The attacks against the villages of Slupcane and Matejce hindered efforts by international aid groups to help thousands of civilians trapped in the fighting and came just one day before a key European official was to travel to Macedonia in an effort to end the crisis.
European Union foreign policy chief Javier Solana will try to negotiate a way out of the government deadlock that occurred after two ethnic Albanian politicians made a deal with the rebels, angering their Slavic partners in the leadership.
The deal reportedly provided that the rebels would agree to stop fighting in exchange for amnesty guarantees and the power to veto political decisions on ethnic Albanian rights.
Revelations of a deal pushed Macedonia’s leadership into turmoil, just weeks after ethnic Albanian and Slavic politicians forged a national unity government and raised hopes that further violence might be avoided.
The fighting, meanwhile, dashed hopes of helping the civilians who have been cowering in basements for three weeks.
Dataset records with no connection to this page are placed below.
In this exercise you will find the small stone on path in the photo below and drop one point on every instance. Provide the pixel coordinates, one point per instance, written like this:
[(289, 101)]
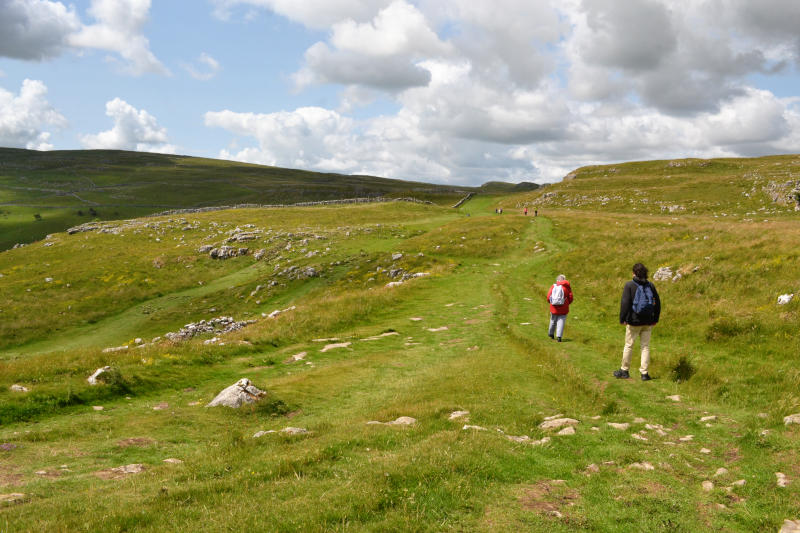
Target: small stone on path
[(558, 423)]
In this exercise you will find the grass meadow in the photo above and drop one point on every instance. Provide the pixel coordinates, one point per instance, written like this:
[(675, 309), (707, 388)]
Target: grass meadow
[(723, 345)]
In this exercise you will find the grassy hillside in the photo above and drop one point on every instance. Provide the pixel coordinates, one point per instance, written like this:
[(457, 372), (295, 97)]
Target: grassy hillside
[(47, 192), (468, 336)]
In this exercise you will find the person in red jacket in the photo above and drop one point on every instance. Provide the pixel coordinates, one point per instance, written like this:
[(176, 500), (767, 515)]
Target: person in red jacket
[(559, 297)]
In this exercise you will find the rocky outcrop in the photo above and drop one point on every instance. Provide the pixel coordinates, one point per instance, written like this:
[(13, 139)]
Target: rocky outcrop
[(240, 393)]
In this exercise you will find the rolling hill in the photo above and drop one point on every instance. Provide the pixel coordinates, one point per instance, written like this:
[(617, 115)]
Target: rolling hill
[(410, 383)]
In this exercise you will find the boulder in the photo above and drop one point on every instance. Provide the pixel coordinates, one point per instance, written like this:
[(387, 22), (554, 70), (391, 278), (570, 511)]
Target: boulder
[(240, 393), (93, 379)]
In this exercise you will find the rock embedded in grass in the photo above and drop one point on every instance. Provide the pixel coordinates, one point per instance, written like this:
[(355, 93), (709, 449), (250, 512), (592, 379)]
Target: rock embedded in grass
[(558, 423), (240, 393)]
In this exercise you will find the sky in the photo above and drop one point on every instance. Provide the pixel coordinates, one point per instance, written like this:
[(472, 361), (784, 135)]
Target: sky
[(444, 91)]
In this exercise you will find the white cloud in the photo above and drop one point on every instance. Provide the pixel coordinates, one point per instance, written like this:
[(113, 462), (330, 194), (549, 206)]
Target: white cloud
[(311, 13), (23, 117), (207, 68), (133, 130), (35, 29), (119, 29)]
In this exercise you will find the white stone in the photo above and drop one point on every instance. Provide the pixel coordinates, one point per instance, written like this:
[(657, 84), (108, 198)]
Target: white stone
[(792, 419), (97, 373), (240, 393), (335, 346), (558, 423)]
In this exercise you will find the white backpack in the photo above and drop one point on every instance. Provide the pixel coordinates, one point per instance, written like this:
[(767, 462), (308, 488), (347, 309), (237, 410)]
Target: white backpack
[(557, 296)]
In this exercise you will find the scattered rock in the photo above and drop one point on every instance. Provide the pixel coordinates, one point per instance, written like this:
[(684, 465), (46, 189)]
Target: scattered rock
[(792, 419), (296, 357), (556, 423), (400, 421), (790, 526), (12, 498), (240, 393), (335, 346), (294, 431), (120, 471), (96, 377)]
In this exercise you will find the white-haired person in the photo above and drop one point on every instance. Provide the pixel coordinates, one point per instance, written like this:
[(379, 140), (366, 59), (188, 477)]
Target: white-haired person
[(559, 297)]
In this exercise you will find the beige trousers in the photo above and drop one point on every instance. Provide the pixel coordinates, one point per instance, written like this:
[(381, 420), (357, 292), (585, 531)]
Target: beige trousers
[(631, 333)]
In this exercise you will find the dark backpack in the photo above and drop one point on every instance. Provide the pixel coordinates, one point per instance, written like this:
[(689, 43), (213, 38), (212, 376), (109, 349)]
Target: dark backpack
[(644, 305)]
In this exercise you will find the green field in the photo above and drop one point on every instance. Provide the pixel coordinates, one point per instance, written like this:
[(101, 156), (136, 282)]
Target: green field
[(48, 192), (723, 345)]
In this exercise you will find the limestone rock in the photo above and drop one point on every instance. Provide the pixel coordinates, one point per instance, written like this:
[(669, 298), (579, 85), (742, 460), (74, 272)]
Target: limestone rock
[(558, 423), (240, 393), (93, 379), (790, 526), (792, 419)]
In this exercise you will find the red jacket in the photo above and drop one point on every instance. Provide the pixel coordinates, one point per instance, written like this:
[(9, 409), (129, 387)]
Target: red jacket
[(564, 308)]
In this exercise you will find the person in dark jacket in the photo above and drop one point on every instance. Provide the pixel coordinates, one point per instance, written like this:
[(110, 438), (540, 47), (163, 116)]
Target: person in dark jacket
[(637, 325), (558, 313)]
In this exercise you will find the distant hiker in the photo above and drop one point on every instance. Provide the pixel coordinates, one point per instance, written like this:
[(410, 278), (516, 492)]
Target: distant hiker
[(559, 297), (639, 311)]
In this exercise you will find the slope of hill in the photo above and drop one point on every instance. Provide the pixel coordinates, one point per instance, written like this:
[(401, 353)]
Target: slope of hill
[(405, 310), (46, 192)]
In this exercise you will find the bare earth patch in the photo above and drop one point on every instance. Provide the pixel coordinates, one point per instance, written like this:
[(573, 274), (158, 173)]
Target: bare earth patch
[(548, 498), (138, 442)]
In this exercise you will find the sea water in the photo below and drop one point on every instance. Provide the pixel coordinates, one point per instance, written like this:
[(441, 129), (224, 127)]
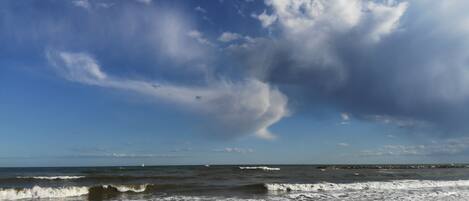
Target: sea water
[(238, 182)]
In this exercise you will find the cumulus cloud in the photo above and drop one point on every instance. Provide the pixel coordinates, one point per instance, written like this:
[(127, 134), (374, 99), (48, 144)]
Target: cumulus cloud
[(228, 36), (82, 3), (245, 107), (197, 35), (200, 9), (265, 19), (388, 59), (343, 144)]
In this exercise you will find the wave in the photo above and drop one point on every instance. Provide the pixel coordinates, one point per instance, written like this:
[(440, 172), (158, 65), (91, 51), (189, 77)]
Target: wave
[(38, 192), (42, 192), (259, 168), (52, 177), (389, 185), (128, 188)]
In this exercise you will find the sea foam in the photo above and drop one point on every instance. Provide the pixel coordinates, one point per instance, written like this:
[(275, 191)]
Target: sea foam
[(259, 168), (387, 185), (52, 177), (42, 192), (129, 188)]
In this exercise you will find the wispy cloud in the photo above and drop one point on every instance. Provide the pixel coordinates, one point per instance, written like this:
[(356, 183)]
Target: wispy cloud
[(247, 107), (451, 146), (235, 150)]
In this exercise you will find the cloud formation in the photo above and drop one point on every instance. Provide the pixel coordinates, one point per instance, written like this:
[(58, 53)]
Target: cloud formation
[(387, 59), (235, 150), (452, 146), (233, 109)]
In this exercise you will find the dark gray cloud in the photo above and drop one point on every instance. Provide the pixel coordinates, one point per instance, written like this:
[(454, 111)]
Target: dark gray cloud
[(395, 60)]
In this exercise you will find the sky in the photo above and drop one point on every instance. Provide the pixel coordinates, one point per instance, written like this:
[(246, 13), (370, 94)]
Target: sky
[(100, 82)]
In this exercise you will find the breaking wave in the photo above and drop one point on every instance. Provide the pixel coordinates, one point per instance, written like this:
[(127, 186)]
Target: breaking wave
[(38, 192), (42, 192), (52, 177), (259, 168)]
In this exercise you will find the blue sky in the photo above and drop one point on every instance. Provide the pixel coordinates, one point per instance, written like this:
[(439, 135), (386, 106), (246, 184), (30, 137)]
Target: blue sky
[(228, 82)]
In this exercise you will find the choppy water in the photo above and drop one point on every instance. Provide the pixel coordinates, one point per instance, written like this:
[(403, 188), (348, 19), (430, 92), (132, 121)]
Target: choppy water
[(241, 182)]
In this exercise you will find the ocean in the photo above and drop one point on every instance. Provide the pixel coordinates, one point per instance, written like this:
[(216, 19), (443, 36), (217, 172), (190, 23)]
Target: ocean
[(238, 182)]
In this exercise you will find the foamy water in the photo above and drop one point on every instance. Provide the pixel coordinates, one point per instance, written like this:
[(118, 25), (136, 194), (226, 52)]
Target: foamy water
[(51, 177), (42, 192), (259, 168), (391, 190), (247, 182)]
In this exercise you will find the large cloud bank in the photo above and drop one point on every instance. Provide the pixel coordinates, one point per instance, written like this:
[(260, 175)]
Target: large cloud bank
[(403, 61)]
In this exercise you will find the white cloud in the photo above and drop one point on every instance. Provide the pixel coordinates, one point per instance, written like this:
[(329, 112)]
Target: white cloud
[(235, 150), (127, 155), (266, 20), (200, 9), (147, 2), (343, 144), (345, 116), (245, 107), (199, 37), (228, 36), (82, 3), (396, 121), (330, 16)]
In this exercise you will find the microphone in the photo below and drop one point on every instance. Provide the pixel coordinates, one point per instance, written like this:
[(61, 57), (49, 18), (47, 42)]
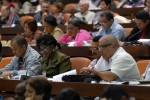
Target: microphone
[(134, 35)]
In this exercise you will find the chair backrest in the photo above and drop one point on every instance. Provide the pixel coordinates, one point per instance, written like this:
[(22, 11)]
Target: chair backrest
[(142, 64), (79, 62), (5, 61)]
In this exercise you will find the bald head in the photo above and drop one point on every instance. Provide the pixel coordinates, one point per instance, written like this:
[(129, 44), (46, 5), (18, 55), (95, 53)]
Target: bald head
[(110, 39)]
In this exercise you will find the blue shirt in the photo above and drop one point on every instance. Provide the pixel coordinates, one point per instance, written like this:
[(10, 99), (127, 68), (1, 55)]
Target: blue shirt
[(116, 29), (31, 63)]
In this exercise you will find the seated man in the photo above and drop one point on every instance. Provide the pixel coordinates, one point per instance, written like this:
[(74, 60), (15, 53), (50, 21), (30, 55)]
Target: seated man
[(85, 15), (116, 64), (8, 18), (40, 15), (25, 61), (109, 26)]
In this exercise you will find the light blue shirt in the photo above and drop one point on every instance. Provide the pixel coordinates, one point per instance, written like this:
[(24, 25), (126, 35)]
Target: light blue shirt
[(116, 29), (31, 63)]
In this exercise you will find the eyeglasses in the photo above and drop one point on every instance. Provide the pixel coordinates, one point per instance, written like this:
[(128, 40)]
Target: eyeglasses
[(104, 46), (94, 48)]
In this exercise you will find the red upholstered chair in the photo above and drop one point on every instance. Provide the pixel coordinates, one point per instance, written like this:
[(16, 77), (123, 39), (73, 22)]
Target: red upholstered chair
[(79, 62)]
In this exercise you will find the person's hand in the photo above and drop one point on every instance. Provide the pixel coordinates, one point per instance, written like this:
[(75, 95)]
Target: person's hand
[(6, 74), (85, 70)]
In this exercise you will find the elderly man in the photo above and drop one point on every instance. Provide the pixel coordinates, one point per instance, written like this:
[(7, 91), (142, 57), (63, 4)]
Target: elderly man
[(84, 14), (8, 18), (109, 26), (40, 15), (115, 63), (25, 61)]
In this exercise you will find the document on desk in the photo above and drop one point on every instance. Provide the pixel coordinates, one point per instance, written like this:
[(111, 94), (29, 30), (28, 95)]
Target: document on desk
[(58, 78)]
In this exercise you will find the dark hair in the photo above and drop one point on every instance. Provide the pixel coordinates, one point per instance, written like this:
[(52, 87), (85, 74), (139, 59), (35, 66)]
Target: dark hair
[(41, 86), (47, 40), (96, 38), (59, 6), (68, 94), (20, 40), (108, 14), (32, 24), (76, 22), (142, 15), (114, 92), (51, 20)]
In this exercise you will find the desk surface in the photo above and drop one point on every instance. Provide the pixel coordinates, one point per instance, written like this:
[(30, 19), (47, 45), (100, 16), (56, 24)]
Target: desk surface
[(84, 89)]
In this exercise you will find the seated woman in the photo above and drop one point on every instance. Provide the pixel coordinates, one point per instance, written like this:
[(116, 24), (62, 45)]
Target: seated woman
[(75, 33), (50, 27), (141, 30), (31, 31), (38, 88), (53, 61)]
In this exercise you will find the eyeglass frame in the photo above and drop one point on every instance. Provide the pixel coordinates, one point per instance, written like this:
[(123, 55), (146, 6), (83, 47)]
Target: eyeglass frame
[(104, 46)]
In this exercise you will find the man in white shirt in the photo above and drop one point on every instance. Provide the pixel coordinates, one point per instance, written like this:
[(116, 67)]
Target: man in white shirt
[(115, 63)]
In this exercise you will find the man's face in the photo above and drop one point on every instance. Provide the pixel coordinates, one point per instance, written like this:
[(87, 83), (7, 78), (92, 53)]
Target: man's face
[(105, 23), (84, 7), (18, 51), (44, 7)]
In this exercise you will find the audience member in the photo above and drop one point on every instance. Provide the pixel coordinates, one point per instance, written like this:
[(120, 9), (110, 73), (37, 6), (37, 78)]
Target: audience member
[(38, 7), (56, 10), (147, 8), (84, 14), (20, 91), (114, 92), (8, 18), (109, 26), (141, 30), (75, 33), (25, 61), (115, 62), (40, 15), (26, 7), (95, 53), (31, 31), (50, 27), (53, 61), (68, 94), (146, 74), (38, 88)]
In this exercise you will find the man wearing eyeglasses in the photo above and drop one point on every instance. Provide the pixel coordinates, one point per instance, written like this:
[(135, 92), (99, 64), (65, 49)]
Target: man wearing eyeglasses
[(109, 26), (118, 64), (26, 60)]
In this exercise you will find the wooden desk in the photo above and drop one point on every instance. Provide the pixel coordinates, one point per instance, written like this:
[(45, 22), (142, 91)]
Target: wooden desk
[(84, 89)]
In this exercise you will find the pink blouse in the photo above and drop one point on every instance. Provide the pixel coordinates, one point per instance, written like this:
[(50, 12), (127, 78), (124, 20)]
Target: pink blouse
[(83, 35)]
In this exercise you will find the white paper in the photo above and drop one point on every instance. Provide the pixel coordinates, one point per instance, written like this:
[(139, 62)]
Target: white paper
[(58, 78), (144, 41)]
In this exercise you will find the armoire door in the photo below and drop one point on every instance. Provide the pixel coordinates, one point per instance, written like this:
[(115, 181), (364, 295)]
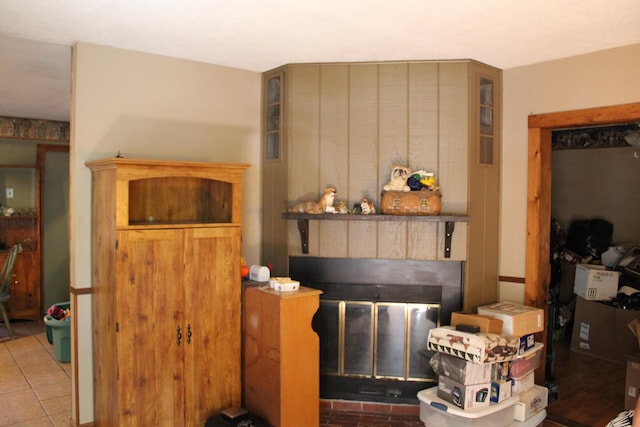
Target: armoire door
[(150, 305), (213, 292)]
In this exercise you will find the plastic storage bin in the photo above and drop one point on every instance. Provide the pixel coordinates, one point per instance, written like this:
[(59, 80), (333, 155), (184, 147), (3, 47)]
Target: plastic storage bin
[(437, 412), (59, 334)]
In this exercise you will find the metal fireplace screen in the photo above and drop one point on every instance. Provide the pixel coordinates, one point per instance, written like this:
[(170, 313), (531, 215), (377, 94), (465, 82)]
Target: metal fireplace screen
[(382, 340)]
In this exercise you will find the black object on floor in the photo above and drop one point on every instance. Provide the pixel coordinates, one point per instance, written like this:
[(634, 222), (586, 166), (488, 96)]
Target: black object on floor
[(235, 417)]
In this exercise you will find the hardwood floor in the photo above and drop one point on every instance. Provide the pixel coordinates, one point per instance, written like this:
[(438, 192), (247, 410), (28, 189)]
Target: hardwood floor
[(591, 391)]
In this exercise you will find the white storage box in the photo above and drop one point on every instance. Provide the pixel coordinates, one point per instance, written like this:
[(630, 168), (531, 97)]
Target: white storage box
[(595, 282), (436, 412), (535, 421), (464, 396)]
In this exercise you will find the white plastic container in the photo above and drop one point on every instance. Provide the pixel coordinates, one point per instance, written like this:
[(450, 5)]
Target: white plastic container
[(437, 412), (534, 421)]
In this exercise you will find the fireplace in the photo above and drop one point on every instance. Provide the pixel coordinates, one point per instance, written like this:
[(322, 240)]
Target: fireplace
[(373, 322)]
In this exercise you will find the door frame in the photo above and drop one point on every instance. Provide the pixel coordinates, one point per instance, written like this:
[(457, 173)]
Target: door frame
[(537, 269)]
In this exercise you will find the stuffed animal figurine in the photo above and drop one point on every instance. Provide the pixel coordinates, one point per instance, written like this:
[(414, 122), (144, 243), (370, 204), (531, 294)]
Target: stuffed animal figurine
[(367, 207), (398, 180), (325, 204), (342, 207)]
Macedonian press and government sources reported that The International Committee of the Red Cross was trying to negotiate an evacuation of civilians from the besieged villages, but the ICRC refused to comment.
It was not immediately clear how many people were still trapped in the rebel-held villages. Up to 3,000 have crossed into Serbia, Yugoslavia’s larger republic in the past weeks, while an army spokesman said that more then 1,300 left the area in the past 24 hours. Thousands more have crossed into Kosovo since the crisis began earlier this month.
The US ambassador in Macedonia, Mike Einik, met ethnic Albanian politicians on Sunday to discuss ways out of the crisis.
Siding with the Macedonian government which says no deals can be made with the ‘‘terrorists’’, international officials have urged the two key ethnic Albanian leaders to renounce their deal with the rebels.
The rebels say they are fighting for greater rights for Macedonia’s minority ethnic Albanians. The government contends they are bent on seizing territory and carving out an ethnic Albanian mini-state.
After talks with Einik, one of the ethnic Albanian leaders, Imer Imeri, spoke of a new US-European initiative to end the crisis.
‘‘The important thing is that the killing stops and that the civilians are saved,’’ Imeri said. He added that the agreement he signed with the militants ‘‘had some positive connotations.’’
Einik also met Macedonian government officials earlier in the day, a source close to the leadership said.
The United States and its allies fear that a large-scale war in Macedonia could spill to other countries in the Balkans.